With 28 bulbs, an average life of 1000 hrs and 4 hours use per day; on average one bulb will burn out every ~9 days.
posted by Mitheral at 7:13 PM on November 2, 2015


I switched my chandelier over to dimmable LED bulbs. Works great.
posted by w0mbat at 8:07 PM on November 2, 2015


Response by poster: Thanks everyone so far. I hadn't considered the statistical side of things, Mitheral. Final question - can one mix regular and LED in the same installation? Or is best to just go all LED? And in case I don't 'want' to invest in 28 x LED bulbs at once, can I just put in, say, 10, and leave the other sockets empty?
posted by srednivashtar at 12:08 AM on November 3, 2015


You can mix LED and regular bulbs, and you can leave some of the sockets empty.

LEDs don't work with regular dimmers, if you want to make this dimmable you'll need to get dimmable LEDs and an LED-compatible dimmers.
posted by mr vino at 5:33 AM on November 3, 2015


The chandelier takes a whopping 28 bulbs (I think - it's strangely hard to count them) which are getting harder to find and are expensive.

Part of this is simple statistics. There are 28 bulbs. If there's a 1% chance that a bulb will die that week, then you have a 28% chance that you're going to lose a bulb every week!

E14 and other small form factor bulbs also tend to have small filaments, which don't last as long. The big difference between "industrial" bulbs and regular ones is industrial bulbs have much thicker filaments, so they last much longer.

All bulbs hate being turned on -- you go from cold to full heat fast, and the inrush current is hard to take. If you have a dimmer with a short rise time for the voltage reaching 0 to the top of the waveform, you are in effect switching the bulb on and off all the time. This doesn't help at all. If you frequently turn the lamp on and off, that isn't helping either.

So, I don't think you have a problem with that lamp or circuit. I think it's just low endurance bulbs, lots of inrush current, and the fact that you roll the "am I going to blow" die 28 times every time you turn the thing on.

So, LEDS: They are much longer lived, so you're cutting that chance down a whole bunch. You'll still roll the die 28 times. If you are on a dimmer, you almost certainly will need to replace the dimmer with one that is compatible, and you'll need dimmable LED bulbs -- basically, they sense the lower voltage and change the amount of time the LED is lit, from 100% at full brightness to a fraction for dim.

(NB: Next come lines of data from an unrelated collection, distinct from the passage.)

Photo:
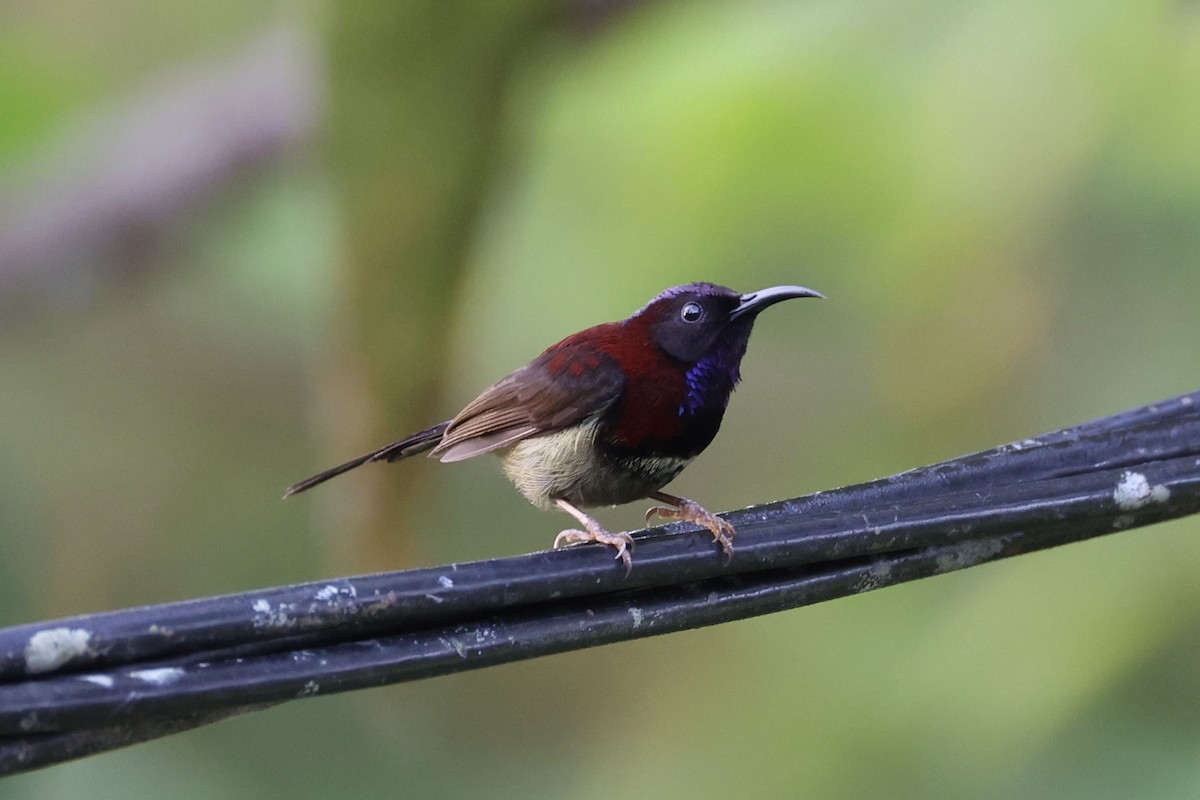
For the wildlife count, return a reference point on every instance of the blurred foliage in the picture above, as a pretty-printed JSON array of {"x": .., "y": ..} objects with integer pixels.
[{"x": 1001, "y": 199}]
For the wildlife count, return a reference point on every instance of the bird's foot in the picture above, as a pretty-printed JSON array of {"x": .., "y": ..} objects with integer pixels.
[
  {"x": 595, "y": 533},
  {"x": 685, "y": 510}
]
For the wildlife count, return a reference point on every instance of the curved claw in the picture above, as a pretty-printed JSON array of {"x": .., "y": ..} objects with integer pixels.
[
  {"x": 622, "y": 541},
  {"x": 691, "y": 511}
]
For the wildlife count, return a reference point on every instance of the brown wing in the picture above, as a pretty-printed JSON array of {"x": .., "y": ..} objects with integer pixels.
[{"x": 567, "y": 384}]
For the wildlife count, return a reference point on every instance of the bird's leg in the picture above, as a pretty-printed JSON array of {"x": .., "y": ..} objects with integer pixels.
[
  {"x": 690, "y": 511},
  {"x": 594, "y": 533}
]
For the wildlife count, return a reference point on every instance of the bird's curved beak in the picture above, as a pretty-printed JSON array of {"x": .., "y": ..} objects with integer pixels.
[{"x": 755, "y": 301}]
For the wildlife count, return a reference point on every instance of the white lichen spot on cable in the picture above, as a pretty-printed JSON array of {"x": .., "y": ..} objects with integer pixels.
[
  {"x": 1134, "y": 491},
  {"x": 159, "y": 677},
  {"x": 53, "y": 648}
]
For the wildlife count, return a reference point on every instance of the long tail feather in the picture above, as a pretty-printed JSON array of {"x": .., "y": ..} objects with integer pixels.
[{"x": 412, "y": 445}]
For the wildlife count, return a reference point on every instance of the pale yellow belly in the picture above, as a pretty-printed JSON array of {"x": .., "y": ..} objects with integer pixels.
[{"x": 565, "y": 464}]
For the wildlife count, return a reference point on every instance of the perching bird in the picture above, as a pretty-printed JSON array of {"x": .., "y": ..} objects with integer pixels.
[{"x": 609, "y": 415}]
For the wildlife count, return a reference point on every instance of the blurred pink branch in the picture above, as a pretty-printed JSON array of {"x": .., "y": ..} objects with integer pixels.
[{"x": 115, "y": 180}]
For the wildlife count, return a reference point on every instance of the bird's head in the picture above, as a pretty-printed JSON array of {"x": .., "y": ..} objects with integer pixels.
[{"x": 699, "y": 323}]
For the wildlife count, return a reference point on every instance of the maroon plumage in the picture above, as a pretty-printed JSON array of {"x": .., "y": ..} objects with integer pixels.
[{"x": 611, "y": 414}]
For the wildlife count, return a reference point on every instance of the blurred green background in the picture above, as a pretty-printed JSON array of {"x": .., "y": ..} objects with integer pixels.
[{"x": 243, "y": 241}]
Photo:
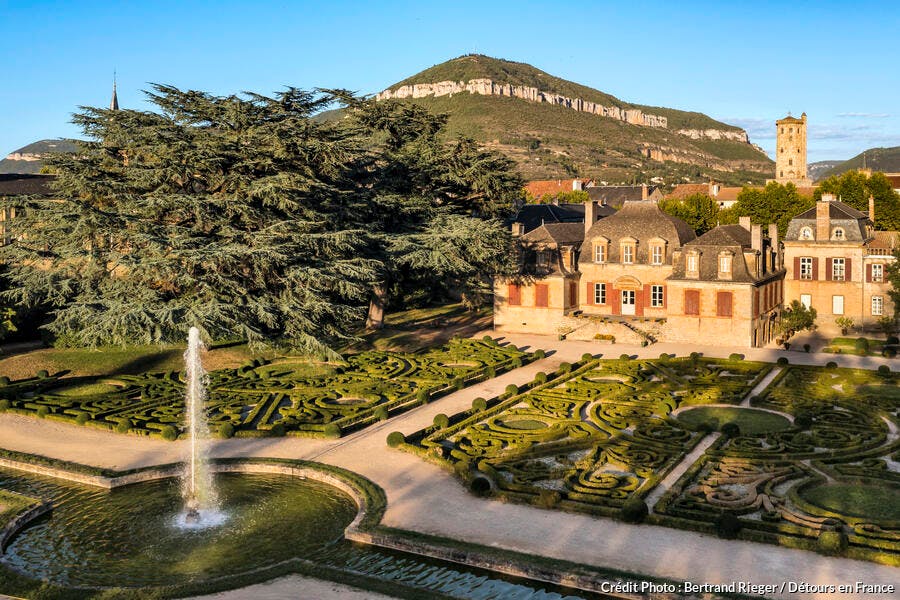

Since LEDs are solid state, they have no problem with being switched like this -- almost all LED installations these days aren't running the LEDs 100%.

If there isn't a dimmer, then you can use regular LEDs bulbs. Be careful about physical fit -- if there's a larger globe on the LED lamp, it may not fit.

Obviously, they'll fail much less, but you're still looking at 28 lamps. Basically, on a given day, that chandelier has a 28x chance of losing a lamp than a single bulb desk light.
posted by eriko at 8:31 AM on November 3, 2015


srednivashtar: "leave the other sockets empty?"

Don't leave the sockets empty as there is a shock hazard if someone manages to get a finger in the empty socket and in theory a fire hazard if something combustible falls in it. However there isn't anything wrong with just leaving a burned out bulb in the socket besides esthetics.